Use $\epsilon-\delta$ language to show that $f(x)=x^\frac{1}{3}$ is differentiable at each point $x_0\neq0$ and not differentiable at $0$.
I've stared at this problem for a while and can't seem to figure out how to find $\delta$. How would I go about doing this?
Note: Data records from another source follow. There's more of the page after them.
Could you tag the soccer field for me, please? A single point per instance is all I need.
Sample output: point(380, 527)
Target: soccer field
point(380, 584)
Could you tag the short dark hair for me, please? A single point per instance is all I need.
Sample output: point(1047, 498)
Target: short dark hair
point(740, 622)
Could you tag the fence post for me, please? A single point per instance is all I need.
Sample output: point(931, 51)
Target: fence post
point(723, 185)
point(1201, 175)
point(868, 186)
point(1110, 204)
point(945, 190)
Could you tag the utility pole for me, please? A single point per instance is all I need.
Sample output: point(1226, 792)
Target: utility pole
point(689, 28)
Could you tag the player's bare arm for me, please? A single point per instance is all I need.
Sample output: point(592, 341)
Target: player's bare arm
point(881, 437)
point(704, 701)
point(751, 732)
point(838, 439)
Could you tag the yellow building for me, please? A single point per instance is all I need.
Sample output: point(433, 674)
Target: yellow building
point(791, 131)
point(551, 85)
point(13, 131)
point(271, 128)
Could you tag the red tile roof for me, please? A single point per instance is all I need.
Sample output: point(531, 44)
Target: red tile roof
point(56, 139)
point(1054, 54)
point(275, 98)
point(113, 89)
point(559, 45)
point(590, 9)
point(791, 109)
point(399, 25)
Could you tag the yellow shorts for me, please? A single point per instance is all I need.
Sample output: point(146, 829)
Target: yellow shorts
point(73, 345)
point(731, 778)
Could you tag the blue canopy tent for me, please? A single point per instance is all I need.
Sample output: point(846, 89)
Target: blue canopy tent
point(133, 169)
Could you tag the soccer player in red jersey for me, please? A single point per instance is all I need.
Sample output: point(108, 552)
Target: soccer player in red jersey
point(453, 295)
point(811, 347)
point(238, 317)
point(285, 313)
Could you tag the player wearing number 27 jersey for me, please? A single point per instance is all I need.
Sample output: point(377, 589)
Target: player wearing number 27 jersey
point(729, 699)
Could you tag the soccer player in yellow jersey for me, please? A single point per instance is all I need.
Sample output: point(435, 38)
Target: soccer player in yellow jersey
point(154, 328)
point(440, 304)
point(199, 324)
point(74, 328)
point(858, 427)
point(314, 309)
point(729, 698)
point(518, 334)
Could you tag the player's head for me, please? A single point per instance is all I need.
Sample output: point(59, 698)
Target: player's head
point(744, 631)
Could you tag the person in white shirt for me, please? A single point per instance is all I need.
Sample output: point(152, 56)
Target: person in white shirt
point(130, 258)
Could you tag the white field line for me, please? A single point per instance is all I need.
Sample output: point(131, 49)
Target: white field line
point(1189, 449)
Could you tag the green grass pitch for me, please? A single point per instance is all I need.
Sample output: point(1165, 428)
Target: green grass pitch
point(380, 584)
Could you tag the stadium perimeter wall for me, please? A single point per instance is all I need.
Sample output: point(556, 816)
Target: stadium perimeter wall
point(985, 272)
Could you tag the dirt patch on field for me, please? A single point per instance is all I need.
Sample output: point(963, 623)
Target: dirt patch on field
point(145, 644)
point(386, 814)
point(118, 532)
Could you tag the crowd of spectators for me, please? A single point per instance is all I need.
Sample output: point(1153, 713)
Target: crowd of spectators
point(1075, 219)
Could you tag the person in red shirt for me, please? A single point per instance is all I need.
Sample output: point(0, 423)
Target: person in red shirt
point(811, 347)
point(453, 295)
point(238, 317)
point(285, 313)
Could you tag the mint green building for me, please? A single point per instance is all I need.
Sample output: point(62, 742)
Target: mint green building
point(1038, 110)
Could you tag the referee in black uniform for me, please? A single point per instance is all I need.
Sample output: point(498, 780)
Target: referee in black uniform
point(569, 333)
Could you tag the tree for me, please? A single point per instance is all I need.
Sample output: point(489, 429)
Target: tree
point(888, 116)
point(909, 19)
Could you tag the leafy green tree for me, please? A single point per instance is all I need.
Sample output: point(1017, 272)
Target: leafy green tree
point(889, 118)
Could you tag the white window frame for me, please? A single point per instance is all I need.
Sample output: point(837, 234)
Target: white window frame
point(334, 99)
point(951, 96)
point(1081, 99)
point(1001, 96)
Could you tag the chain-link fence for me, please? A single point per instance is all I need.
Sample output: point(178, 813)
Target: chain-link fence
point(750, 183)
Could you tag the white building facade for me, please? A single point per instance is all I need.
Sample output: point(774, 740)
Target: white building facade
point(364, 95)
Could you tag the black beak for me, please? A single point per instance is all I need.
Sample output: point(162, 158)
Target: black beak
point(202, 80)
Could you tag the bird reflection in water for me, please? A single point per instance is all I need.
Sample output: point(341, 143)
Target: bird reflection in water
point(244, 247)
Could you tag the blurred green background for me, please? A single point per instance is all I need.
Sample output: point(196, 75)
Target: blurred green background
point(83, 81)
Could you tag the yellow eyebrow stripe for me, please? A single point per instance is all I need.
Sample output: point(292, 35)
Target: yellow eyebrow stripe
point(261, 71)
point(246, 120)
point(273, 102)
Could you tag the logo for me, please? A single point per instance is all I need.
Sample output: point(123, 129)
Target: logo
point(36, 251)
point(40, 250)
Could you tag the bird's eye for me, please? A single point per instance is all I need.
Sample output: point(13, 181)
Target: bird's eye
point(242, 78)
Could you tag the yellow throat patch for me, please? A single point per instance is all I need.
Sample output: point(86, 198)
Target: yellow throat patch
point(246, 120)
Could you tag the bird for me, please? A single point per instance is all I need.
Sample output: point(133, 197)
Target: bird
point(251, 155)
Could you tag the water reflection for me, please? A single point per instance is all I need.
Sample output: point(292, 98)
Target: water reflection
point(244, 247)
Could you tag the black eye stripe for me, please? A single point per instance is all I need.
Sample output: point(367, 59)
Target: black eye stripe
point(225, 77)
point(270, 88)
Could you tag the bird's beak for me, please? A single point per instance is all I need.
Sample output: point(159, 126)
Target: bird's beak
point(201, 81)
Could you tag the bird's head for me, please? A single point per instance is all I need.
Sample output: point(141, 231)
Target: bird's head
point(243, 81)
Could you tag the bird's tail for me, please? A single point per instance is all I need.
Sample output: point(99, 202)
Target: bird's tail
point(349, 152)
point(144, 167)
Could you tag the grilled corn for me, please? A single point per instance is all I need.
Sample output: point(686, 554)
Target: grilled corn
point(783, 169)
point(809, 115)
edit: So I know that I want to find $\delta$ such that if $0<\mid x-x_0\mid<\delta$, then $\mid\frac{x^{1/3}-x_0^{1/3}}{x-x_0}-\frac{1}{3}x_0^{-2/3}\mid<\epsilon$. I can get to $$\mid\frac{x^{1/3}-x_0^{1/3}}{x-x_0}-\frac{1}{3}x_0^{-2/3}\mid=\mid\frac1{x^{2/3}+x^{1/3}x_0^{1/3}+x_0^{2/3}}-\frac{1}{3}x_0^{-2/3}\mid =\\ \mid\frac{1-\frac{1}{3}x^{2/3}x_0^{-2/3}-\frac{1}{3}x^{1/3}x_0^{-1/3}-\frac{1}{3}}{x^{2/3}+x^{1/3}x_0^{1/3}+x_0^{2/3}}\mid=\mid\frac{\frac{2}{3}-\frac{1}{3}x^{2/3}x_0^{-2/3}-\frac{1}{3}x^{1/3}x_0^{-1/3}}{x^{2/3}+x^{1/3}x_0^{1/3}+x_0^{2/3}}\mid$$ but I'm not sure how to get $\delta$ from here.
HINT:
For $h\ne 0$, note that
$$\frac{(x_o+h)^{1/3}-x_0^{1/3}}h=\frac1{(x_0+h)^{2/3}+(x_0+h)^{1/3}x_0^{1/3}+x_0^{2/3}}$$
Start by requiring that $\delta> |x_0/2|>0$. Can you finish now?